4. Sie hat solche in ihrer Mitte, die „Jesabels Kinder“ sind. Der Herr unterscheidet deutlich zwischen den gläubigen, wahrhaft frommen Katholiken, die Er als „seine Knechte“ anerkennt, und den anderen, die „Jesabels Kinder“ genannt werden. Zu allen Zeiten, selbst im dunklen Mittelalter, hat es ernste Katholiken gegeben, und es gibt auch heute noch viele solcher, die durch falsche Belehrung irregeführt, an der römischen Kirche hängen, aber dennoch im vollbrachten Werk am Kreuz ruhen und ein gottseliges Leben führen, solche, „die die Tiefen Satans nicht erkannt haben“. Bernhard von Clairvaux, Erzbischof Fénélon, in neuerer Zeit Martin Boos und viele andere anerkennt der Herr, trotz allem Irrtum, als die Seinen, weil Er nach der Einstellung des Herzens urteilt.
Ganz anders aber beurteilt Er jene Katholiken, die Er „Kinder Jesabels“ nennen muss, die Sprösslinge ihrer schrecklichen Gesinnung, denen es vor allem darum geht, als Kirche Geltung in dieser Welt zu haben.
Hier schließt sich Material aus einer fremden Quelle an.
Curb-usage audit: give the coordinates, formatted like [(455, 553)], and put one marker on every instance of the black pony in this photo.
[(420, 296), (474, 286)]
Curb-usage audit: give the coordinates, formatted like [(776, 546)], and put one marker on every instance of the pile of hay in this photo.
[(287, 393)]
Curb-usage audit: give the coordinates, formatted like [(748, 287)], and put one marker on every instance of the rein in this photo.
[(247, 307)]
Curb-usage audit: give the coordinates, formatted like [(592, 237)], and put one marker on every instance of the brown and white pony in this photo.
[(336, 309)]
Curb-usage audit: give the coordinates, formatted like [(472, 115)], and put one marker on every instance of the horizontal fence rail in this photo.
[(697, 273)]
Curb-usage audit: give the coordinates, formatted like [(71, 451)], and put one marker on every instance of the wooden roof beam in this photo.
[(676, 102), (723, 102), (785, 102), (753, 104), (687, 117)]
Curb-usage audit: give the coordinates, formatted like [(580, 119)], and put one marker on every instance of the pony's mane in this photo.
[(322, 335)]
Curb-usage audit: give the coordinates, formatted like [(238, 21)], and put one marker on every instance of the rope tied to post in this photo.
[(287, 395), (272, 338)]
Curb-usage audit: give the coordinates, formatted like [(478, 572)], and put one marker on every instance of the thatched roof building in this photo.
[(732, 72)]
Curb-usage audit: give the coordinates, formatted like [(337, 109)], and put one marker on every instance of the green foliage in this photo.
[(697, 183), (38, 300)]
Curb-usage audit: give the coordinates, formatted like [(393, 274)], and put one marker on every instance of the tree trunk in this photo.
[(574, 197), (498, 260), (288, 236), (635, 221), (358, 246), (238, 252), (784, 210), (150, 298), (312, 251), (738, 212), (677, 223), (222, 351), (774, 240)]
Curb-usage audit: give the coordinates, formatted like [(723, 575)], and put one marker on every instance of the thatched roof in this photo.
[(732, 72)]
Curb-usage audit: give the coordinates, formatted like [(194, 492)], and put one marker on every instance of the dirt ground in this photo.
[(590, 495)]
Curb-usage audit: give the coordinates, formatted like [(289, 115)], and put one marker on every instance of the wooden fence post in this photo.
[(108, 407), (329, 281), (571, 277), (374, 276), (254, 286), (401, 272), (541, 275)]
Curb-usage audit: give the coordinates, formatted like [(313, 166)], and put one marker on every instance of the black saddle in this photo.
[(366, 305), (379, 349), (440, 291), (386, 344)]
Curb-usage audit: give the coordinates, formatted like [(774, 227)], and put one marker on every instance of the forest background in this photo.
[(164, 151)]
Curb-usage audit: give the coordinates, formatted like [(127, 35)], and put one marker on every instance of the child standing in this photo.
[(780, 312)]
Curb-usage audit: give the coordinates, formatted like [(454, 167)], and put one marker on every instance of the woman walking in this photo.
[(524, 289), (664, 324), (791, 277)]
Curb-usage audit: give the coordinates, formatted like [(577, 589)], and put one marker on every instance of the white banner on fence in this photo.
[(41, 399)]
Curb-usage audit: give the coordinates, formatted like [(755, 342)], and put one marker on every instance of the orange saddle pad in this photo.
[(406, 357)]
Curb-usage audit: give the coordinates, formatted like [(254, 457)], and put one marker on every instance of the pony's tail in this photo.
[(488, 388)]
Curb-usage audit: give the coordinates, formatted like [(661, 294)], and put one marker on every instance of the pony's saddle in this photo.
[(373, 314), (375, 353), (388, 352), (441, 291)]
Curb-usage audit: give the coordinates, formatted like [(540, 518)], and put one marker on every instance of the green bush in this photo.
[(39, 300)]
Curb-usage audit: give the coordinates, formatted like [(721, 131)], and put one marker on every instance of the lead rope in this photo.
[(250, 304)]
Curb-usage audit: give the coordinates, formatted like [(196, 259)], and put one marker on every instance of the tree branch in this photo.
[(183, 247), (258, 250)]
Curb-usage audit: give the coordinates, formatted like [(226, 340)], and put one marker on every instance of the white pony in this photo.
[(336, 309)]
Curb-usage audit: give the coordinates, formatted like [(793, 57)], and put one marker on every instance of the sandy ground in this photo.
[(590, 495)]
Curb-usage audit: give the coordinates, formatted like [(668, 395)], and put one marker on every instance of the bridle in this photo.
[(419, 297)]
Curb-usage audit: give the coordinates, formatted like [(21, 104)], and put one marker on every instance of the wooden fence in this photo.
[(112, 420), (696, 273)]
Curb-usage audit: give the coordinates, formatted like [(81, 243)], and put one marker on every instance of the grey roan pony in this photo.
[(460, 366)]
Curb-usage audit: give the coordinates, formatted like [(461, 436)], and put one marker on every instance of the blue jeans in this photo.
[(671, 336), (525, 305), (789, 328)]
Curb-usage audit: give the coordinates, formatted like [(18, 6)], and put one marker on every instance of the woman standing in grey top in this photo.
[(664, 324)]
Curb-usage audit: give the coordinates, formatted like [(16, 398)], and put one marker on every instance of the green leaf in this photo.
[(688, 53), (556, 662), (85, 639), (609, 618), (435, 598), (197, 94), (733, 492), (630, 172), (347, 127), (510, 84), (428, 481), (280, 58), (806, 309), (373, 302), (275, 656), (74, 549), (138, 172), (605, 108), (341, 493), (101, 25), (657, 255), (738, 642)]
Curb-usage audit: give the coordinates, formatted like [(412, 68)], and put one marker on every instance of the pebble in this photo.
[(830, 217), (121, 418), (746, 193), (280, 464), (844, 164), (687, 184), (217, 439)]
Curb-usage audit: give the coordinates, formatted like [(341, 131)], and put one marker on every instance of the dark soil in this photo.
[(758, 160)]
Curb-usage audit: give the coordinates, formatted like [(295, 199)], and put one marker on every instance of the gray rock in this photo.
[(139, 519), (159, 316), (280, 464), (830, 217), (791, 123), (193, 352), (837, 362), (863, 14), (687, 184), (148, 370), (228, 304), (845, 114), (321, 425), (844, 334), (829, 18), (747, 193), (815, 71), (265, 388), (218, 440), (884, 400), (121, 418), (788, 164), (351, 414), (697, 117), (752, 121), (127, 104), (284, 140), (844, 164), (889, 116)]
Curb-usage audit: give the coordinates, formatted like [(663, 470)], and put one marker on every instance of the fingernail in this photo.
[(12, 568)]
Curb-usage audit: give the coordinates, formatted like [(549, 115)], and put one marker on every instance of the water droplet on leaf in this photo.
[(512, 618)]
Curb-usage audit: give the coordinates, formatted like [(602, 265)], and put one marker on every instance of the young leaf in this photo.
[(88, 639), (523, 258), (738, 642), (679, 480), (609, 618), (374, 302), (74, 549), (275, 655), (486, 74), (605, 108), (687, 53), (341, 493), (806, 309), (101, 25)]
Sie sind die Werkzeuge der Wut Jesabels gegen die wahren Zeugen von Jesus Christus. Vor allem waren es die Dominikaner, die Träger der schrecklichen Inquisition, und die Jesuiten, nach deren Lehre der Zweck die Mittel heiligte, und alle diejenigen, die einstimmten in deren Tun und damit ebenfalls ihrer Ungerechtigkeit und Blutschuld teilhaftig wurden.